Perhaps what's most impressive, however, is that the company knows that investors first and foremost see it as a dividend payer. The press release announcing this year's dividend increase made a point of saying it's targeting a payout of between 60% and 70% of its earnings as dividend payments. It just shows an impressive degree of awareness.

The gift that keeps on giving

Daniel Foelber (Procter & Gamble): Time and time again, P&G has proven why it is one of the most reliable companies on the market. The company just posted another great quarter and raised its full-year fiscal 2022 revenue guidance. P&G is feeling the effects of inflation, but it is still able to grow its business and support future dividend raises.

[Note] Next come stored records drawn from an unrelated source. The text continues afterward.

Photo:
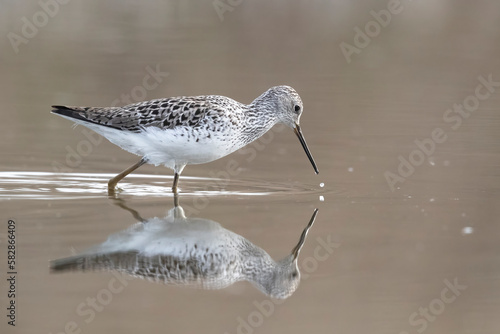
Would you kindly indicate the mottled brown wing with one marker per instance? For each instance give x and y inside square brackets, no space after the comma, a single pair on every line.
[162,113]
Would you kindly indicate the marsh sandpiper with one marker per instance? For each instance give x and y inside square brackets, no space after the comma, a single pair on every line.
[179,131]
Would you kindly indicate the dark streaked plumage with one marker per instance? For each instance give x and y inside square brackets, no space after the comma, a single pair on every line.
[186,130]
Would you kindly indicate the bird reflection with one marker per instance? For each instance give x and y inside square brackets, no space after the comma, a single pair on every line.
[193,252]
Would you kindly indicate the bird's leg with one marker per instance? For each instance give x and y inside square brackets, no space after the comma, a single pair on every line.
[112,182]
[177,172]
[176,181]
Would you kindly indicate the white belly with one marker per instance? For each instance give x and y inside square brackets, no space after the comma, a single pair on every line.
[175,147]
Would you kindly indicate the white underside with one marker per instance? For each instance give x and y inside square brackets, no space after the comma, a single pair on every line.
[167,147]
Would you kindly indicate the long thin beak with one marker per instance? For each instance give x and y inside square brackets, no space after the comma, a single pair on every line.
[296,249]
[297,131]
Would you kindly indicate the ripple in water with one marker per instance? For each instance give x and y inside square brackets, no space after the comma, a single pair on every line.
[49,186]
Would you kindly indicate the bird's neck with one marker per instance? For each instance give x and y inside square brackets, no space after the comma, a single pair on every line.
[260,116]
[259,270]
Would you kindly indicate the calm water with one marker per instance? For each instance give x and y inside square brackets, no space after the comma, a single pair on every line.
[406,238]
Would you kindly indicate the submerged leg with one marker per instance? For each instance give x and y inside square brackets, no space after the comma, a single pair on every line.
[112,183]
[176,181]
[177,172]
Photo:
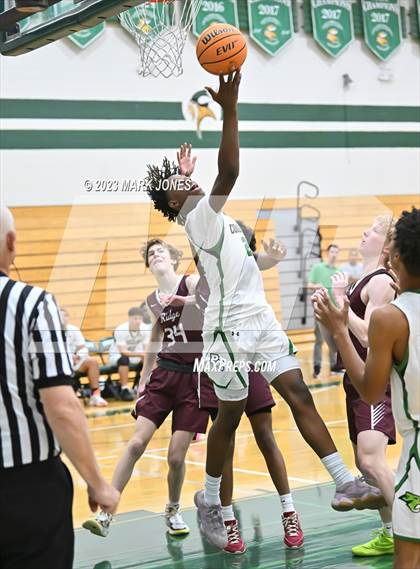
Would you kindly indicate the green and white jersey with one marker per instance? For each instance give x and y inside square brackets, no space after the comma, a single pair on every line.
[405,378]
[235,282]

When times are good, P&G's low growth and relatively boring business get passed up in favor of flashier companies. But when times are tough, P&G's resilience is a hot commodity that investors gravitate toward. Given its strong results, it's no wonder P&G stock is near an all-time high while the broader market is bleeding red.

P&G is a Dividend King that has raised its dividend for 66 consecutive years. A Dividend King is an S&P 500 component that has paid and raised its dividend for at least 50 years. However, the really impressive thing about P&G is that it continues to raise its dividend and repurchase a ton of stock.

In the last five fiscal years, P&G has bought back $35.6 billion of its own stock and paid $38.1 billion in dividends -- meaning it has returned a staggering $73.72 billion back to shareholders over just a five-year time period. 

Procter & Gamble

Fiscal 2021

Fiscal 2020

Fiscal 2019

Fiscal 2018

Fiscal 2017

Stock buyback

$11.01 billion

$7.405 billion

$5.003 billion

$7.004 billion

$5.204 billion

Dividends paid

$8.263 billion

$7.789 billion

$7.498 billion

$7.31 billion

$7.236 billion

Data source: YCharts. 

In its recent earnings release, P&G reaffirmed its goal to buy back a total of $10 billion worth of its own stock in fiscal 2022 and pay over $8 billion in dividends. In sum, investors can count on P&G for a steady source of passive income no matter what the broader economy is doing.